Goliath and Petey Luvs Blog take the same copy-paste approach. The first tries to get you to pay for more reading material. This forum also does the control A-C-V approach, but yields this comment : “He was a contemporary of the Beats, but not quite one of them because he was darker and not as willing to smoke a joint and sing Phil Ochs songs on the lower east side.” The truth is, Hank hated marijuana, and had the classic alcoholic attitude about it. So it goes.
Keep and share copies the complete New Yorker feature, but has some other thumbsuckers about Mr. Bukowski.












It is a truism that new media borrows content from old media. Stories, told orally from genration to generation, are compiled into books, which are then made into movies. Plastic panels try to look like wood. The newest new media that old fogey PG knows about is twitter. People tell little stories in 140 characters or less, which go around the world in seconds. With this abundance of media, there are not always enough messages to feed the beast.
On twitter, there are people producing twitter feeds from dead authors. Maybe these wordmongers went to a place with internet access. Kurt Vonnegut (three hours ago)
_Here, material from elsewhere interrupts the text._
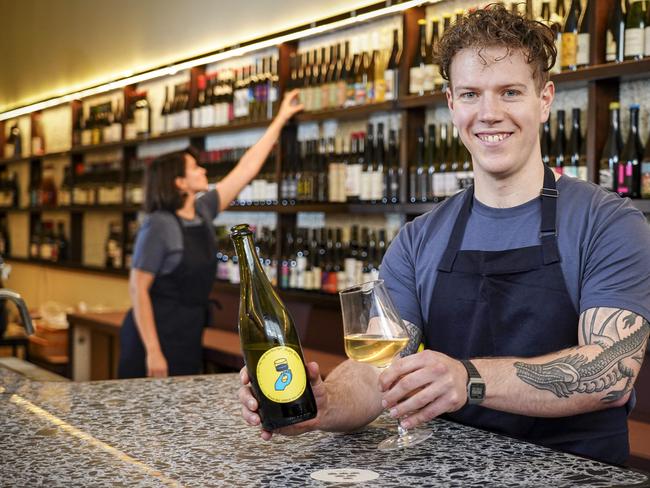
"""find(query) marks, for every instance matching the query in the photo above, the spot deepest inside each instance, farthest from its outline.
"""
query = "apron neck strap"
(548, 230)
“Busy, busy, busy”. Mark Twain (three hours ago) “Be careful about reading health books. You may die of a misprint”. Brautigan’s Ghost (twenty two hours ago) “I cannot say to the one I love, “Hi, flower-wonderful bird-love sweet.”
The deceased content maker best suited to twitter might be Conway Twitty. One slow day two years ago, Yahoo asked peeps
Do you think Conway Twitty would have used Twitter? ~ He gave them the idea ~ I think Twitty would tweet, Twitter would be Conway’s, way of of communicating to the world, Twitty would be tweeting his little Twitty head off, ~ I better send out a Twitty Tweet ~ Cute, but a serious answer, probably. A media hound, he’d want to get his name plastered everywhere. ~ If he did that would have made him a ‘Twitty Twitter” ~ Who cares, he’s a twit anyway”.
There are four Twitty Twitter feeds. @ConwayTwitty (Oct. 21,2009)
“The Conway Twitty Musical is getting great reviews in Branson!!! . @TwittyTweats (January 12, 2012) “In Twitty City, it never snows. All the men wear gold medallions and blazers. And the women never cry. Unless you hold them.” @Conway_Twitty (February 20, 2012) “My cock is an amphibious assault vehicle” @conwaytwittier (April 28, 2012). “@JasonIsbell How’s the English weather treating your hair? I had the hardest time keeping my pompadour in tiptop shape there.” @twittybirdmoda is written in Japanese. We’ve never been this far before.
The original concept for this post was to spotlight twitter feeds borrowing material from Charles Bukowski. Hank is the beer bard of Los Angeles. He is a hero to many. Out of the millions of worthless drunks populating bars, at least one could write poems. It gives you hope for mankind.
The front page of a google search for “charles bukowski on twitter” yields eight feeds. The original plan was to ignore any that were not updated in 2012. An exception will be for @hank_bukowski (Yeah it’s good to be back). (January 25, 2009)
“Yesterday I met Adolf H. in hell. He is fuckin stupid.” “too lazzy these days, too drunk to twitter”.
With the 2012-only rule in effect, we are left with three Bukowski thieves. @BukowskiDiz (May 1)
“Curiosidades sobre Charles Bukowski http://migre.me/8UhRf“. @bukquotes (May 8) “all the mules and drunken ladies gone the bad novels march…”. ~ “I always read when I shit and the worse the book the better the bowel movement.” @bukowski_lives (one hour ago) “Basically, that’s why I wrote: to save my ass, to save my ass from the madhouse, from the streets, from myself.”
Pictures are from The Library of Congress. This is a double repost. Another repost may be published later. This is probably it for this year.